Sunday, November 1, 2009

Tuscan Potato Soup

In the spirit of fall being in full effect, I made this soup the other evening. The gist of the recipe came from a recent Cooking Light, but I changed it up a bit. This was a pretty easy weeknight dinner to make (I recommend an immersion blender) and the leftovers were great in lunches for the week! The Yukon potatoes gave this soup a very creamy texture without all the added fat of using a lot of butter or cream. I have never done crumbled sausage on top before, but now could not imagine this soup without it.


2 heads garlic
2 1/2 tablespoons olive oil, divided
2 cups finely chopped onion, divided
1/2 teaspoon freshly ground black pepper
1/4 teaspoon salt, divided
2 1/4 pounds cubed peeled Yukon gold potato (about 6 cups)
4 cups fat-free, less-sodium chicken broth
1 cup half-and-half
4 ounces sharp cheddar cheese
3 green onion stalks, chopped roughly

6 ounces hot turkey Italian sausage, casings removed


Preheat oven to 400.

Cut off pointed end of each garlic head to partially reveal cloves, place each head in the center of a small sheet of heavy-duty aluminum foil. Drizzle 1/2 teaspoon oil over each head; wrap each in foil. Bake at 400° for 45 minutes; cool 10 minutes. Squeeze to extract pulp; discard skins.
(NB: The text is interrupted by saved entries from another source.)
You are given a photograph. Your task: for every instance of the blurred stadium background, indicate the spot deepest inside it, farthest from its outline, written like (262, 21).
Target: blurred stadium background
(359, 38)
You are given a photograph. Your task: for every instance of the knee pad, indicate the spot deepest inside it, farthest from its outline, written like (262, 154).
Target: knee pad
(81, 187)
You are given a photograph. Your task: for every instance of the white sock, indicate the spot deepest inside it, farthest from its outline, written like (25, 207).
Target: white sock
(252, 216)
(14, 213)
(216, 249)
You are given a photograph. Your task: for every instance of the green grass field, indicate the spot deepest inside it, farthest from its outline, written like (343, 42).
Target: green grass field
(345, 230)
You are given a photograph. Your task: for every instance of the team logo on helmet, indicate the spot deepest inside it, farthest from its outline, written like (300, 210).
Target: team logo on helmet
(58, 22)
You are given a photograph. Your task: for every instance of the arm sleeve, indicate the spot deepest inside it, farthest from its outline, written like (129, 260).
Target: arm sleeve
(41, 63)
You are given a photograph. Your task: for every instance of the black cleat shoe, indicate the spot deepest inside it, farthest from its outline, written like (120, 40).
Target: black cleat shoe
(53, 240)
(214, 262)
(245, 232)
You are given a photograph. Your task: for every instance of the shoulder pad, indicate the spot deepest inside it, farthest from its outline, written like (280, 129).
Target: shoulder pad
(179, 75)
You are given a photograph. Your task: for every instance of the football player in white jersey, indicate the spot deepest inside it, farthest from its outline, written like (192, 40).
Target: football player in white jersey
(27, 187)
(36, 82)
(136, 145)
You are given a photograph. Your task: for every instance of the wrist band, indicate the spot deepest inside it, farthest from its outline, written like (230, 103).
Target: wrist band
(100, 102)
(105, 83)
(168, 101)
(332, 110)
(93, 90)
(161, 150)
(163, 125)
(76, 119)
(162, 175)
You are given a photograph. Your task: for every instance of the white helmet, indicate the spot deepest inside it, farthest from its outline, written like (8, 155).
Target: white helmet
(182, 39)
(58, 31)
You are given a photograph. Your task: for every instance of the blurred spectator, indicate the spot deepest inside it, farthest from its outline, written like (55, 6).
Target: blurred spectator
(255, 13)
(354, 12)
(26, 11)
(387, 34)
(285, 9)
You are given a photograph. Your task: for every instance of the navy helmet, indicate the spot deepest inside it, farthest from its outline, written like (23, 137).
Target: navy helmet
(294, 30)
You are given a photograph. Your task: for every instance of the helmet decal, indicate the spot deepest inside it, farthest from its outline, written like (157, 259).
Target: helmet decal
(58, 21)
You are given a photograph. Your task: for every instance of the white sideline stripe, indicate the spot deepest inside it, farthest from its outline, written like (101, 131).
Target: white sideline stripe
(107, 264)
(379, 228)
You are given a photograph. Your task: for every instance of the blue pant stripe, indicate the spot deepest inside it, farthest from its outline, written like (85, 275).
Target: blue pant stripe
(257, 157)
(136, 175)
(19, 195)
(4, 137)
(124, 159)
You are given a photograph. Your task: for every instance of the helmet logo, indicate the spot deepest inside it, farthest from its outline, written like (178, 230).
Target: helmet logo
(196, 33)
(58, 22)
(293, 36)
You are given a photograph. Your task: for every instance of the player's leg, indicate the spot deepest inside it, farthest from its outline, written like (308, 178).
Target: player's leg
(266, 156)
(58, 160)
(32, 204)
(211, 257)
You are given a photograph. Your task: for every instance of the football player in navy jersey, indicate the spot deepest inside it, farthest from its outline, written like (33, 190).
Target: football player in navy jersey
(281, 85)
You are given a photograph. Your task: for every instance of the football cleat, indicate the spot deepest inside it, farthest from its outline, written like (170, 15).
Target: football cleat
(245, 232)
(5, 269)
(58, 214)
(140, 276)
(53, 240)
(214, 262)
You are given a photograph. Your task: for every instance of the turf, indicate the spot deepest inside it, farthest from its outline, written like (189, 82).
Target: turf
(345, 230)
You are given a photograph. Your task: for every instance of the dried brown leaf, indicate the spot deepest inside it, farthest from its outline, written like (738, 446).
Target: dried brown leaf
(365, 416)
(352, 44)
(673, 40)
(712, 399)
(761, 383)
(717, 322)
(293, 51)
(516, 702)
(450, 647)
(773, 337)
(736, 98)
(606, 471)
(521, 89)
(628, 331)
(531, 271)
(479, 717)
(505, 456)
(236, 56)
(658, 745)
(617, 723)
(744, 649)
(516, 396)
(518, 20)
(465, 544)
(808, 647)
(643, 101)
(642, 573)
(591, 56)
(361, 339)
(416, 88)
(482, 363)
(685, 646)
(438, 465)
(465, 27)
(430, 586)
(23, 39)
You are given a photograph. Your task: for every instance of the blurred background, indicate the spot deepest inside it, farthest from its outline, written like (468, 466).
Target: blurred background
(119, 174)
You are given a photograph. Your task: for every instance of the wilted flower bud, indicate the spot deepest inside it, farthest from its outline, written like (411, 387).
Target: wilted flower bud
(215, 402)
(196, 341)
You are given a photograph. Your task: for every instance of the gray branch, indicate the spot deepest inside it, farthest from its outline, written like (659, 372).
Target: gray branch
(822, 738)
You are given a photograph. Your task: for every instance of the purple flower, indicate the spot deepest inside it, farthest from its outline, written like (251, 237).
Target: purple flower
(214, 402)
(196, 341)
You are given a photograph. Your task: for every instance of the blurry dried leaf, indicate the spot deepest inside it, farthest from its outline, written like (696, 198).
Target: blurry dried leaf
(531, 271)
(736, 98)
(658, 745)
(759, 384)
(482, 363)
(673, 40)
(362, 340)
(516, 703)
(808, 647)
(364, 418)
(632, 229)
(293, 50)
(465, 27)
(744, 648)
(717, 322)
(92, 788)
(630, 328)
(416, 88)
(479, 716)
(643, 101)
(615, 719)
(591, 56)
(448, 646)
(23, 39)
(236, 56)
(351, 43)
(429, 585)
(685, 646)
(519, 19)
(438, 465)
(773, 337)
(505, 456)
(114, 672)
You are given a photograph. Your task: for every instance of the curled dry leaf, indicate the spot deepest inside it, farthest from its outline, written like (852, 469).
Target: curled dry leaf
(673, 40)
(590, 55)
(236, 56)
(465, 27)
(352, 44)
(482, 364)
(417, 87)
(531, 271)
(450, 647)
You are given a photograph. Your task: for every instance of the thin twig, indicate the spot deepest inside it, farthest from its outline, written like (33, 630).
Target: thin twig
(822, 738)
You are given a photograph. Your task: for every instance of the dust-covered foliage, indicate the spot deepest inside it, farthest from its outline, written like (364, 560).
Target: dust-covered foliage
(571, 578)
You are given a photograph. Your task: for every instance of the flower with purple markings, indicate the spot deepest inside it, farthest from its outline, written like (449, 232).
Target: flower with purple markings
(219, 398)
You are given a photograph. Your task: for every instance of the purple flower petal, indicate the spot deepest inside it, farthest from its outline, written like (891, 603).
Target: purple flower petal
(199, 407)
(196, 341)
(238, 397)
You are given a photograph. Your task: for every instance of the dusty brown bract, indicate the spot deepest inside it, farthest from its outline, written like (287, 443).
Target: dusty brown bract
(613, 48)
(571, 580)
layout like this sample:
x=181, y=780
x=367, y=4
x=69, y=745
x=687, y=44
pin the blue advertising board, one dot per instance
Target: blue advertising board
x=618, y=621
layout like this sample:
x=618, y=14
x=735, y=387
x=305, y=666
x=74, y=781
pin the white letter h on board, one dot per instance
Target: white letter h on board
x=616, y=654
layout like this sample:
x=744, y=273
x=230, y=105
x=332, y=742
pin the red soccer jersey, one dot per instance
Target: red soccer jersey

Heat 2 teaspoons oil in a large pan over medium-high heat. Add 1 1/2 cups onion; sauté 4 minutes, stirring frequently. Stir in pepper, 1/8 teaspoon salt, and potato; sauté 2 minutes. Add broth; bring to a boil. Reduce heat, and simmer 20 minutes or until potatoes are very tender, stirring occasionally. Stir in half-and-half. Squeeze roasted garlic into pot, blend entire pot with immersion blender until smooth (can be done in a real blender if you do not have an immersion blender). Finely grate 2 ounces cheese to yield 1/2 cup; stir into soup. Cook over medium heat 5 minutes or until thoroughly heated.

Heat 1 1/2 teaspoons oil in a large skillet over medium heat. Add remaining 1/2 cup onion; sauté for 6 minutes, stirring frequently. Stir in 1/8 teaspoon salt and sausage cook 8 minutes or until browned, stirring to crumble sausage.

Divide soup into bowls, top with remaining cheese, sausage crumbles, and green onions.